Obedient plant is known for wandering and quickly spreading throughout a garden. ‘Miss Manners’ is a cultivar of the native plant that forms tidy clumps. Hardy in zones 3 to 9, plants flower for weeks in the summer garden, attracting butterflies. Stems make fabulous, long-lasting additions to garden-gleaned bouquets.

'Shenandoah' Switchgrass

Switchgrass clumps grow more up than out, creating a vertical accent in a xeriscape. 'Shenandoah' reaches 3 to 4 feet tall and boasts a succession of color. Summer’s blue-tone leaves slowly incorporate shades of burgundy, which fade to bright red in fall, then a dusky brown in winter. Flower plumes open deep red in summer, forming a reddish cloud above foliage.
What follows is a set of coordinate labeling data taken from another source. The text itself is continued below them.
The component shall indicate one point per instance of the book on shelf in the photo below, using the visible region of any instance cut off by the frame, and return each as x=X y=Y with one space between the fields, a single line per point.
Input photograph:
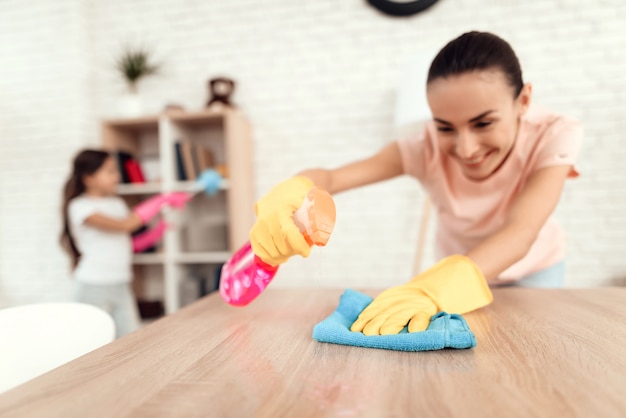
x=192 y=159
x=188 y=160
x=133 y=169
x=129 y=168
x=180 y=168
Seedheads fade to beige and linger into mid-winter. Plants tolerate drought, are deer-resistant and are hardy in zones 4 to 9.

Wild Spotted Geranium

It’s tough to beat wild spotted geranium for shady to full sun color. This perennial spreads happily but not aggressively in medium, well-drained soil. Leaves turn pretty hues of red and orange in fall. Plants are hardy in zones 5 to 9. Wild geranium is a great choice for planting in beds beneath trees.


Native serviceberry tree brings multi-season interest to any yard. Watch for fragrant white blooms that appear before leaves in spring, followed by tasty blue-hued berries in June. Birds love the berries, so if you want any for a pie, net trees. Fall color features shades of red and orange. Plants are hardy in zones 4 to 8 and thrive in full sun to part shade. Remove suckers as they appear to tend a tree with a single trunk.